De link tussen exocriene pancreasinsufficiëntie en pancreaskanker

Het is belangrijk op te merken dat hoewel exocriene pancreasinsufficiëntie kan voorkomen samen met alvleesklierkanker, de meeste mensen met alvleesklierkanker ontwikkelen geen exocriene pancreasinsufficiëntie.

"Om iemand exocriene pancreasinsufficiëntie te laten ontwikkelen, moet 90% van de pancreas vernietigd worden", legt Deepak Agrawal, MD, gastro-enteroloog en assistent-professor van interne geneeskunde aan het Southwestern Medical Center van de Universiteit van Texas in Dallas. "Bij mensen met alvleesklierkanker is meestal een geïsoleerd deel van de alvleesklier betrokken, dus ze zullen het niet ontwikkelen."

Er zijn echter een paar belangrijke manieren waarop pancreaskanker en exocriene pancreasinsufficiëntie verbonden zijn:

Exocriene pancreasinsufficiëntie en alvleesklierkanker delen een risicofactor: chronische pancreatitis.

"Sommige onderzoeken suggereren dat mensen met chronische pancreatitis een verhoogd risico lopen op alvleesklierkanker", zegt David Bernstein, MD, hoofd van de afdeling gastro-enterologie bij North Shore University Hospital in Manhasset, NY, en een assistent-professor in de geneeskunde aan de Hofstra University. Chronische pancreatitis, langdurige ontsteking van de pancreas die blijvende schade aanricht, kan ook leiden tot exocriene pancreasinsufficiëntie. En wanneer de aandoening het gevolg is van chronische pancreatitis, neigt het ernstig te zijn.

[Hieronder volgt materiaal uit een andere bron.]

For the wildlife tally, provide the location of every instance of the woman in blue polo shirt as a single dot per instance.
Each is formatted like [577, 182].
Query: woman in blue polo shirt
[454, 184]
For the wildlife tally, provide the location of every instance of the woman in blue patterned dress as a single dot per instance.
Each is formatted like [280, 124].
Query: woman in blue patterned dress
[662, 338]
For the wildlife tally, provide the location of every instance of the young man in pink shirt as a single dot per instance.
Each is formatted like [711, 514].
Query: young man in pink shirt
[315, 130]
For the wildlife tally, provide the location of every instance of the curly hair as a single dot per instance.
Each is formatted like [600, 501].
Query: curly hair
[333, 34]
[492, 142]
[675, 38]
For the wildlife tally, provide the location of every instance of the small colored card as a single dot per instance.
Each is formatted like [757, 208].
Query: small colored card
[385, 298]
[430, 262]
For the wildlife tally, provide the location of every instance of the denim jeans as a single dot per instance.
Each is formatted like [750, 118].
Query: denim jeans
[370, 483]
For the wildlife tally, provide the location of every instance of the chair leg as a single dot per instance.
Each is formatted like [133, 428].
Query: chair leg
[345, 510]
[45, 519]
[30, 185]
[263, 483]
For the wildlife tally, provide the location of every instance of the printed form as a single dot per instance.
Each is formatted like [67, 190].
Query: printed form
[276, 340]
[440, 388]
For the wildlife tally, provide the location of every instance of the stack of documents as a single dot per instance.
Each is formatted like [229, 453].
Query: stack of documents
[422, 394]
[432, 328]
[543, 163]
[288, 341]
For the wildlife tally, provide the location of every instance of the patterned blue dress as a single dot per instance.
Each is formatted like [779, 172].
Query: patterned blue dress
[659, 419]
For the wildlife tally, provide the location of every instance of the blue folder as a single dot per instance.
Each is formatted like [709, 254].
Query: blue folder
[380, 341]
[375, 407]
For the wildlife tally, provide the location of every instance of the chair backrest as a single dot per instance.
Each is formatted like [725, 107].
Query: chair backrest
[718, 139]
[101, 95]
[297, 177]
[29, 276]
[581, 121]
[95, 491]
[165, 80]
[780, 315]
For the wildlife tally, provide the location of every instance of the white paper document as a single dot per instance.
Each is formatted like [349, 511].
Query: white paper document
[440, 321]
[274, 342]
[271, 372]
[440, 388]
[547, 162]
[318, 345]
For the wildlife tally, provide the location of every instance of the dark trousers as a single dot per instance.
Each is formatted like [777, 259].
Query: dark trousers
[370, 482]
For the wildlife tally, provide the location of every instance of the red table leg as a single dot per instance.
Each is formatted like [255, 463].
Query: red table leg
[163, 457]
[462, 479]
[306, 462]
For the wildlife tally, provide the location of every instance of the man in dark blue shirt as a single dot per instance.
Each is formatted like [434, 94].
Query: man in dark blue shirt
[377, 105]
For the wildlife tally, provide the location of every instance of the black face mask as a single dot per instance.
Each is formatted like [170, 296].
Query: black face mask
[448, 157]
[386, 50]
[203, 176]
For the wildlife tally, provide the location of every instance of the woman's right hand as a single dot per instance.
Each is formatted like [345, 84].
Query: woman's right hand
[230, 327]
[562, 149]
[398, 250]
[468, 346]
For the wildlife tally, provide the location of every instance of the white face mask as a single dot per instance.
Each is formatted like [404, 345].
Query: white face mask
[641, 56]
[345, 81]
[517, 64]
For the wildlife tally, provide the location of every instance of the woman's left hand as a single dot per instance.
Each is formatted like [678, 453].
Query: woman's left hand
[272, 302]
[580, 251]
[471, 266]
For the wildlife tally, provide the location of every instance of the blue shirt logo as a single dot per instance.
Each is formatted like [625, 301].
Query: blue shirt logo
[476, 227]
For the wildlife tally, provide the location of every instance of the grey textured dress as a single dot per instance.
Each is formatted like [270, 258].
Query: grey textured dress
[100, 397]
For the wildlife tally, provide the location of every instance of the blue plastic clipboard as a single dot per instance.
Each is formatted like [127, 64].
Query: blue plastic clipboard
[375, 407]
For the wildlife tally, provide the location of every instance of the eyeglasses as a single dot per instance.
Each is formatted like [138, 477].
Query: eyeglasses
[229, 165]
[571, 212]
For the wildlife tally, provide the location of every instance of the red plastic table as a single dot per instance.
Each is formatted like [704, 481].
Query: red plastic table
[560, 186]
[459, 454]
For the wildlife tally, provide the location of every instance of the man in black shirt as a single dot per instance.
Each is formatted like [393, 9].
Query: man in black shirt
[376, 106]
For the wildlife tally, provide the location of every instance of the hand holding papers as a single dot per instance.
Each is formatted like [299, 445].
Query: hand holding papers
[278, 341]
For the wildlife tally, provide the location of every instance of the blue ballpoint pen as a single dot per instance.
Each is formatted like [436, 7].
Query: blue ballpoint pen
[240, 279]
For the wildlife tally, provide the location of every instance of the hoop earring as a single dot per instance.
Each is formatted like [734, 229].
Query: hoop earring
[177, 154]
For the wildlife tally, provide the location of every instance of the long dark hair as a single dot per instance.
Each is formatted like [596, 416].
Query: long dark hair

Pancreaschirurgie kan exocriene pancreasinsufficiëntie veroorzaken.

In een kleine Spaanse studie ontdekten onderzoekers dat exocriene pancreasinsufficiëntie optrad in meer dan 80 procent van die aandoeningen. die een operatie heeft ondergaan voor alvleesklierkanker. "Als het grootste deel van de alvleesklier normaal is en slechts een klein deel wordt verwijderd tijdens een alvleesklierkankeroperatie, zou er geen pancreasinsufficiëntie moeten ontstaan," zegt Dr. Bernstein. "Echter, als de pancreas ernstig ziek is en een aanzienlijk deel operatief wordt verwijderd, zal de kans groter zijn dat de pancreas onvoldoende is voor de alvleesklier." Als pancreaskanker zich aan de kop van de pancreas bevindt, kan exocriene pancreasinsufficiëntie het gevolg zijn. "Een ander mechanisme waardoor pancreaskanker tot exocriene pancreasinsufficiëntie kan leiden, is als de tumor volledige blokkering van het pancreaskanaal veroorzaakt, een buis die verbinding maakt de pancreas naar de galbuis, "zegt Dr. Agrawal. "Als een tumor het hoofd van de alvleesklier blokkeert, kan geen van de spijsverteringssappen het uit het orgel halen. Als dit het geval is, zal exocriene pancreasinsufficiëntie ernstig zijn. "

Behandeling voor exocriene pancreasinsufficiëntie In het algemeen zal behandeling voor exocriene pancreasinsufficiëntie hetzelfde zijn met of zonder alvleesklierkanker. "De belangrijkste behandeling voor pancreas insufficiëntie is pancreasenzym vervangingstherapie," zegt Gress. "Pancreasenzymen worden geleverd in de vorm van receptpillen en voorzien het lichaam van de enzymen die het zelf niet kan maken." Pancreasenzymen worden samen met voedsel ingenomen, en ze helpen bij de spijsvertering, gewichtstoename, malabsorptie en vitaminetekorten geassocieerd met exocriene pancreasinsufficiëntie. Pancreatische enzymvervangingstherapie kan ook de pijn verlichten die gepaard gaat met exocriene pancreasinsufficiëntie, omdat uw alvleesklier niet zo hard hoeft te werken om de benodigde enzymen te maken. Gress zegt ook dat is aangetoond dat pancreatische enzymen de progressie van chronische pancreatitis vertragen, wat na verloop van tijd kan helpen pancreaskanker te voorkomen. Bovendien is uit onderzoek gebleken dat het behandelen van exocriene pancreasinsufficiëntie met antioxidanten, zoals selenium, zink en bèta-caroteen, kan helpen chronische pancreatitis te verbeteren en de progressie naar pancreaskanker te vertragen. "Meer onderzoek naar behandeling met antioxidanten is echter noodzakelijk", zegt Gress.